Lots of commentators — like my old friend Nicholas Carr, for example – have bemoaned the rise of the Internet, and before that television, arguing that these evil distractions have shortened our attention spans and caused us to become digital idiots, capable of only the briefest moments of focus. Email, too, has come in for its share of blame and experts have recommended that you schedule it, or ration it, or avoid it altogether.
But all of this handwringing is missing the real point. It’s not that we’re becoming dumber, it’s rather that the object of our focus has changed. In one way, we’re actually getting smarter – much, much smarter.
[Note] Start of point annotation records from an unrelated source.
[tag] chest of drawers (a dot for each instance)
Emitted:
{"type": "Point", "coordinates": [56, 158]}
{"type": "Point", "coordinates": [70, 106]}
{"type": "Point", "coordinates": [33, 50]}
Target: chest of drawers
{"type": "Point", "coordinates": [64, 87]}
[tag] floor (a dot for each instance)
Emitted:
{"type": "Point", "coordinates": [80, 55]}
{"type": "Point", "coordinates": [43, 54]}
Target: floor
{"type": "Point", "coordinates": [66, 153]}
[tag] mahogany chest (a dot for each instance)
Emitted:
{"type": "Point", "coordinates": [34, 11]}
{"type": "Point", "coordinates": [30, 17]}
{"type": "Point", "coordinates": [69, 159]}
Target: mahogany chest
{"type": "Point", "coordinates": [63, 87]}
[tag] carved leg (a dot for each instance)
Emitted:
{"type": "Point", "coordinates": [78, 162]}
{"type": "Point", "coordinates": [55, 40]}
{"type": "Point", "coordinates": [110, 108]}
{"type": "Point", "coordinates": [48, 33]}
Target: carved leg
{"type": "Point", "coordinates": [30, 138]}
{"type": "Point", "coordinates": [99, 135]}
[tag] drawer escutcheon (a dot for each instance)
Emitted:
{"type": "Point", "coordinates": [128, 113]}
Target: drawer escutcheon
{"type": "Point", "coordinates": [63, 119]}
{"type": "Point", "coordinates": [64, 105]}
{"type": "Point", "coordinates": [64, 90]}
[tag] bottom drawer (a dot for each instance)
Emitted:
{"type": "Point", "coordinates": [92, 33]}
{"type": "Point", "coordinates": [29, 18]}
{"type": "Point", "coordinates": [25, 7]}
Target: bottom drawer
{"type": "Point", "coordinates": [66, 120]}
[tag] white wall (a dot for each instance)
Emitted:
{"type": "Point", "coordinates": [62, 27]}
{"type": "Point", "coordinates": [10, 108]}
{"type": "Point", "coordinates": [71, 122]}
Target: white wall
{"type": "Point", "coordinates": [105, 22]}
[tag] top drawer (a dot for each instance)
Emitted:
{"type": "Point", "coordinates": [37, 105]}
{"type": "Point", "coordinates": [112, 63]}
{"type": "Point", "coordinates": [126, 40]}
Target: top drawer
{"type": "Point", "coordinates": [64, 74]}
Here’s what’s going on. Society – work, entertainment, and the arts – have been shifting from print to visual at a rapidly accelerating rate over the past half-century years. In the past decade, with the rise of broadband and the Internet, the shift has moved into high gear.
We’re only just beginning to learn how to create, present, and absorb information in visual terms. We’re like the first producers and readers of books as they became mass-producible with the advent of the printing press. Eventually, the press led to all sorts of novel ways to present printed information, and even art forms such as the novel.
Now we’re in the same early stages of the visual information explosion. YouTube is primitive, but powerful. Our ability to absorb visual information is accelerating rapidly. If you compare video – and movies – of the last few years with a movie from the 1940s, the difference in visual density and pacing is astonishing.
We’re learning a new language and a new medium. We can now handle visual shortcuts and codes that would have baffled us even 20 years ago. If you need proof of this, compare a TV show from the 70s to one today. That difference in pacing alone is remarkable.
And it’s simply not true that the Internet has caused us to be unable to handle longer forms of information and entertainment. Whatever you may think of Lost, or 24, or Homeland, the fact remains that these are long-form stories and require the viewer to be able to keep track of plot lines and characters every bit as complicated and dense as, say, Charles Dickens’ Bleak House. The difference is that the former are visually presented whereas the latter is print-based.
So the next time someone tells you that the Internet is making us stupid, respond that our visual syntax and grammar is more sophisticated than it has ever been. Print, maybe, is going away. But video is here to stay, and is rapidly becoming more and more powerful a medium of storytelling and information-sharing.